A new methodological approach is then necessary! It’s data mining. Indeed, it is a question of discovering rules of expertise to help in the detection of the notion of risk in a customs system which has become essential because of the volume of data due to the numerous customs operation. Thus, the analysis of its databases has become essential to help the decision-making process against customs offences (see Figure 2).

Figure 1. Risk analysis in a customs system using an econometric model.

Figure 2. The steps for extract association rules.

Two aspects are noted to motivate this action:

- Extract a general rule from observed data (frequent patterns).

- To discover new knowledge after analyzing this data.

The emergence of new mobile technologies (Cloud Computing) has led to the collection of large amounts of data. The discovery of patterns in data is one of the issues in data mining. Thus, searching frequent motives was proposed to facilitate the extraction of association rules [12] . This approach thus gives a better abstraction of the trajectories and reduces the size of the data for analysis. Cao et al. have studied periodic pattern extraction from climate databases, the objects studied, for example storms, have the particularity of following approximately the same route at regular intervals of time. That is to say very frequently, there are seasonal rains at the beginning of the summer [13] [14] .
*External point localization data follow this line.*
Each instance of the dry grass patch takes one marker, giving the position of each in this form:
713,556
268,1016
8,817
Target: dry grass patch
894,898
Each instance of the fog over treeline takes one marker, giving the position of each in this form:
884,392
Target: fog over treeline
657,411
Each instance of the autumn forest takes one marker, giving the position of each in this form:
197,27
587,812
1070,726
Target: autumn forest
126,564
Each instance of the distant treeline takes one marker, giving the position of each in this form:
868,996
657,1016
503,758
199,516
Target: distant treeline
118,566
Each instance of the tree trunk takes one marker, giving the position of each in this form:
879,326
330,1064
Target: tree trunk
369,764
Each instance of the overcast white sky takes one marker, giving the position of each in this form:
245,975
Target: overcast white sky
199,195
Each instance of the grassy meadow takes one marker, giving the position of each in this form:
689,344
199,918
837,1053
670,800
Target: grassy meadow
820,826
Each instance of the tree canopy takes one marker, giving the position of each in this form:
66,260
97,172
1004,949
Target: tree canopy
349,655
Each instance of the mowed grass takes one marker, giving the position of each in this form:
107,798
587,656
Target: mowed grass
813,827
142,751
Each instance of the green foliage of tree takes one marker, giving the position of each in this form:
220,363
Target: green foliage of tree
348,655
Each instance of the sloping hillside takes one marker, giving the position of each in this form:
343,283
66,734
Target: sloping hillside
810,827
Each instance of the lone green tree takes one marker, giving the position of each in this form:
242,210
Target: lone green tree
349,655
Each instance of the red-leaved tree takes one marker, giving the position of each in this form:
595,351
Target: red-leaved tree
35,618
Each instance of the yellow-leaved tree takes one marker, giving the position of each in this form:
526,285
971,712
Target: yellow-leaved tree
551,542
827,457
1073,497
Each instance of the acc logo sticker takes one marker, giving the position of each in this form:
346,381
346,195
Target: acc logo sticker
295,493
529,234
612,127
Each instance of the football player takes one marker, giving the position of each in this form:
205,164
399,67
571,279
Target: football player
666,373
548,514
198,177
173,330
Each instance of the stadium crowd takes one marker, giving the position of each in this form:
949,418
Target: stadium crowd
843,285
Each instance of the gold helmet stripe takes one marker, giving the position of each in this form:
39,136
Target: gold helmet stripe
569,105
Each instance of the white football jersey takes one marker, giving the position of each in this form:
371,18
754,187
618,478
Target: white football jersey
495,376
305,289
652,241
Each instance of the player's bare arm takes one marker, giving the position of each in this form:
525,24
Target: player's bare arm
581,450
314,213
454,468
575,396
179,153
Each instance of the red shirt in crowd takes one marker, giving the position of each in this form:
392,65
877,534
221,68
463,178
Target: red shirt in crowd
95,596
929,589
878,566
In another idea, in order to extract knowledge rules in a database related to bus trajectories, Fisher et al. have highlighted motives which a priori are groups of objects sharing the same type of movement (direction, speed). Each sequence corresponding to the movements of a bus in a region [15] . In the same vein, they develop approximate calculation algorithms to extract identified space-time motives to predict climatic conditions in a given region. An example of patterns extracted by this type of approach is a large number of clouds announcing that rain moved northeast of Montpellier this morning. Recently, Hai et al. have proposed a “Framework” using a unifying approach to extract and manage multiple types of patterns representing trajectories (convoys, swarms, etc.) [16] [17] . The extraction of knowledge rules from frequent motives has been widely studied in the literature. Works presented in this document is not exhaustive. It is in this context of study that the work of this article is situated where we apply this knowledge base to a database relating to customs offences.

4. Methodology Approach

Our work concerns the extraction of frequent patterns (attributes) from a database. The generic approach proposed is based on an unsupervised iterative process that will extract frequent motives from a database of customs offences one after the other thus allowing step-by-step exploration of the data. The idea is to discover associative rules adapted to the customs context to identify and solve problems related to fraud and customs offences. This approach will work on the basis of searching for intrinsic structures, relationships, or affinities in the input data set. In other words, it is about finding trends and correlations that summarize the relationships between data [9] [18] . The objective is to discover association rules to help detect risk situations (fraud, offences). The iterative process is repeated at the user’s request. The extraction of a new data will take into account the previously extracted data.

We break the process down into four steps:

1) Stage 1: Identify the different types of reference offences.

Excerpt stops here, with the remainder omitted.